HC Deb 08 June 1863 vol 171 cc516-7
MR. WHITE

said, he would, in the absence of the Secretary of State for India, ask the Under Secretary for that Department, If the re-organization of the Indian Telegraph Department, mentioned by him on the 13th March 1862, has been carried out; and, if so, why Mr. Galbraith, formerly the tutor of Sir William O'Shaughnessy's sons, has been promoted over the heads of officers of long standing in that Department; and if he is aware that the present system of Telegraphic communication in India is much complained of by the mercantile community and others, and if it would not be desirable to decentralize this Department by placing the Telegraph lines under the control of the chief authorities of the respective Presi- dencies, as has been locally recommended?

MR. T. G. BARING

was understood to say that the re-organization of the Telegraph Department had been completed in consequence of the representations made by the mercantile community. With regard to the suggestion of the hon. Gentle man that the Telegraph Department in India should be decentralized, and placed under the local authorities, he had received no such suggestion from India, and he should say, that if there was one thing which required uniform management more than another, it was the Telegraphic Department.
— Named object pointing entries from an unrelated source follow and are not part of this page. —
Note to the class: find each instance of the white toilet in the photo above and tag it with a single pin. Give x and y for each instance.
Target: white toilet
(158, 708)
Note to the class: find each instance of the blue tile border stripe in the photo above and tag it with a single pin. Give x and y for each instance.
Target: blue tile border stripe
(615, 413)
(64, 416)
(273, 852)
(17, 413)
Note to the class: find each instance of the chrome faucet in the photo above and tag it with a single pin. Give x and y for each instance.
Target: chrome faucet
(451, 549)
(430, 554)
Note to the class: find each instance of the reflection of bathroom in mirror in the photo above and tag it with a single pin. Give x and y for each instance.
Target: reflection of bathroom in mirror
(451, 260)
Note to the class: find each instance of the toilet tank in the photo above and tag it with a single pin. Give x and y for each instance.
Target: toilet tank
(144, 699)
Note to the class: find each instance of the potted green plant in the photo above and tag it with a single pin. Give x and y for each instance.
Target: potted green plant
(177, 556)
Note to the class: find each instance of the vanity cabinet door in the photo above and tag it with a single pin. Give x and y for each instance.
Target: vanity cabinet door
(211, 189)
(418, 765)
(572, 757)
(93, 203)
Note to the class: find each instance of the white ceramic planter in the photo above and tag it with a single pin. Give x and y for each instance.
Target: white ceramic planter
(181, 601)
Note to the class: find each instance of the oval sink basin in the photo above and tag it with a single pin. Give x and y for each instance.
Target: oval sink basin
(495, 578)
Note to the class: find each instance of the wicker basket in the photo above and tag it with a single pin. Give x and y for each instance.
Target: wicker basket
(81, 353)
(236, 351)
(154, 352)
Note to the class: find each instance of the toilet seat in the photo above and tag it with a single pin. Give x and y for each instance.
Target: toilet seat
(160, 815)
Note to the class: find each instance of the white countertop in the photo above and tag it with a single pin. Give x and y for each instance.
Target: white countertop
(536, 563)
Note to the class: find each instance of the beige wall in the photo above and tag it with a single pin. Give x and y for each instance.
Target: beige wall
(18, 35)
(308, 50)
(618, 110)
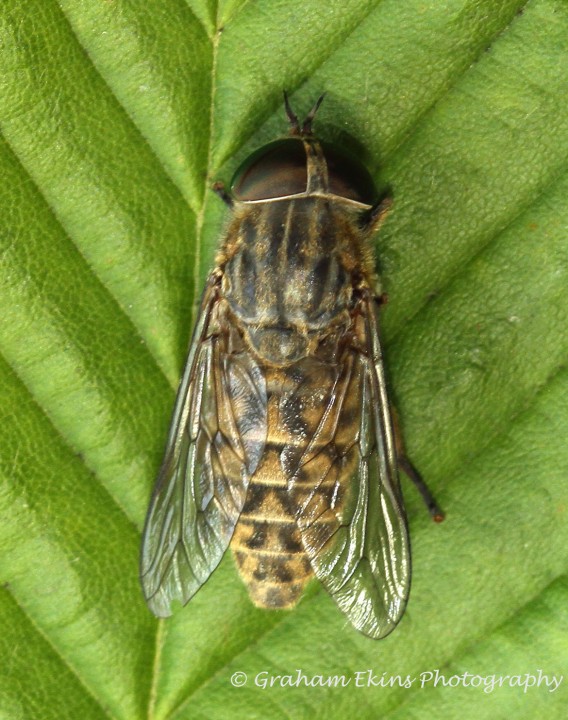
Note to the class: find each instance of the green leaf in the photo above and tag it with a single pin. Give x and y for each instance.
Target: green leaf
(116, 118)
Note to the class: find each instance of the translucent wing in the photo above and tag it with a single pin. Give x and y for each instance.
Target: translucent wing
(217, 437)
(347, 495)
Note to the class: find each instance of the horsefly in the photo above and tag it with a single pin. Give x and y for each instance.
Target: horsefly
(281, 443)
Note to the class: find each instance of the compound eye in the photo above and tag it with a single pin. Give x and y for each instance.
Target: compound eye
(348, 177)
(276, 170)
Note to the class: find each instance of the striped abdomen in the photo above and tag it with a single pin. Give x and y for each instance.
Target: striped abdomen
(266, 543)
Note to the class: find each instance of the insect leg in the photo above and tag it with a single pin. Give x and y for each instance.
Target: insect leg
(404, 464)
(219, 189)
(372, 219)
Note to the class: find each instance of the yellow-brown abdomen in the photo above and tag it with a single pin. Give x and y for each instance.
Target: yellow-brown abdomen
(266, 543)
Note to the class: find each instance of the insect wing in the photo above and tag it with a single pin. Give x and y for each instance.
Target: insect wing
(347, 493)
(216, 439)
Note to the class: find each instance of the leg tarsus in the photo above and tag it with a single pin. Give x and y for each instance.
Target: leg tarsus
(373, 219)
(436, 513)
(404, 464)
(219, 189)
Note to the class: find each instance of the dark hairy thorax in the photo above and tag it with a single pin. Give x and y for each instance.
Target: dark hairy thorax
(289, 273)
(288, 282)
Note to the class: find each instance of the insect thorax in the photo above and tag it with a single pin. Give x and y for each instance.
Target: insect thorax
(286, 276)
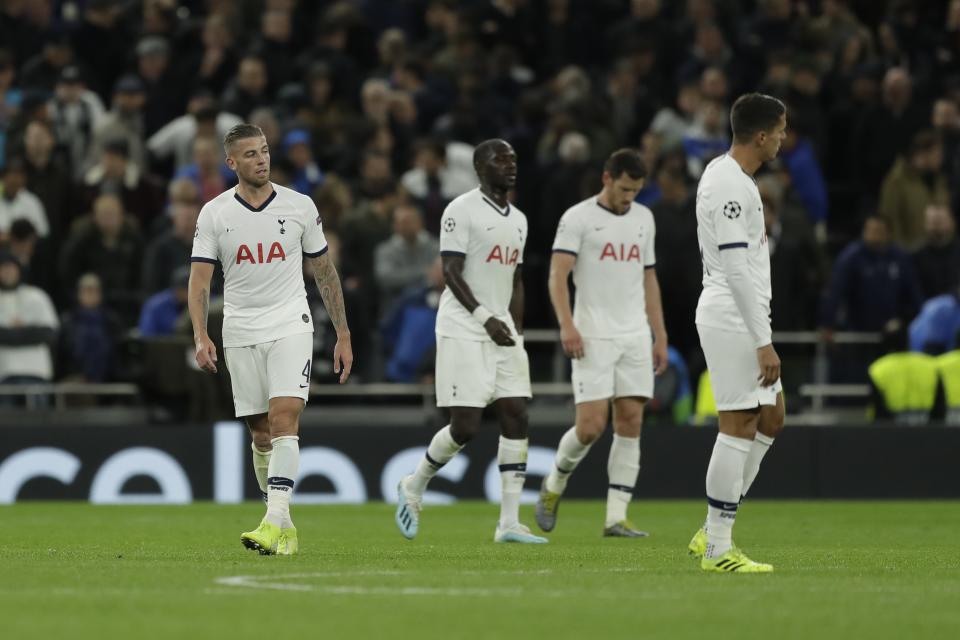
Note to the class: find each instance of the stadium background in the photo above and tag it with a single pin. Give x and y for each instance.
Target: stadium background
(111, 114)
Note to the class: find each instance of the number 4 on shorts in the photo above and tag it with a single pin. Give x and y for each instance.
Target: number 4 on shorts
(306, 375)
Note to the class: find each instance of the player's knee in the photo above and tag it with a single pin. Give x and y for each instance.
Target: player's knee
(463, 432)
(284, 423)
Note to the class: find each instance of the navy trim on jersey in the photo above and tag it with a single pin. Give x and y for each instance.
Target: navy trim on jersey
(318, 253)
(502, 212)
(250, 206)
(609, 210)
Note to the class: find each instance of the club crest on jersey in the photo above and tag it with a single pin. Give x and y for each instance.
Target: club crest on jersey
(620, 253)
(504, 255)
(275, 252)
(732, 210)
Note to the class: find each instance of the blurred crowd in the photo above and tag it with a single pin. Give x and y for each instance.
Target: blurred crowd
(112, 113)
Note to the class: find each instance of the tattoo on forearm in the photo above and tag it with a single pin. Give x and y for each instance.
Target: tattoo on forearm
(205, 302)
(328, 283)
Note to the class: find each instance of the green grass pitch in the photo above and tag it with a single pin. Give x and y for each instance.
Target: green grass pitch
(843, 570)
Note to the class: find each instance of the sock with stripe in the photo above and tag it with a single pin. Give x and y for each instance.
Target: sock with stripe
(761, 444)
(261, 461)
(281, 474)
(512, 457)
(623, 466)
(441, 450)
(570, 452)
(724, 484)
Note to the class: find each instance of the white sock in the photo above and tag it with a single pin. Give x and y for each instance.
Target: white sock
(512, 457)
(441, 450)
(724, 483)
(261, 460)
(570, 452)
(281, 474)
(761, 444)
(623, 466)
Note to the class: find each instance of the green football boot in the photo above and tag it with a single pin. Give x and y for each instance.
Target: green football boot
(265, 539)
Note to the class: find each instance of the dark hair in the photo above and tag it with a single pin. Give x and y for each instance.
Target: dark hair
(924, 141)
(625, 161)
(753, 113)
(240, 132)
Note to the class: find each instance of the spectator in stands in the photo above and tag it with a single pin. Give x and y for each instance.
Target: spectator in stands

With respect to Mr. Galbraith, he might observe that he obtained his appointment in India in 1857; that he at first received, he believed, £300 a year, which had gradually been increased to £600, and that the last two appointments in his case had been made since Sir William O'Shaughnessy had left India. It was impossible, therefore, that they could be the result of his connection with that gentleman, nor was there any ground for the assumption conveyed in the hon. Gentleman's question with respect to Mr. Galbraith.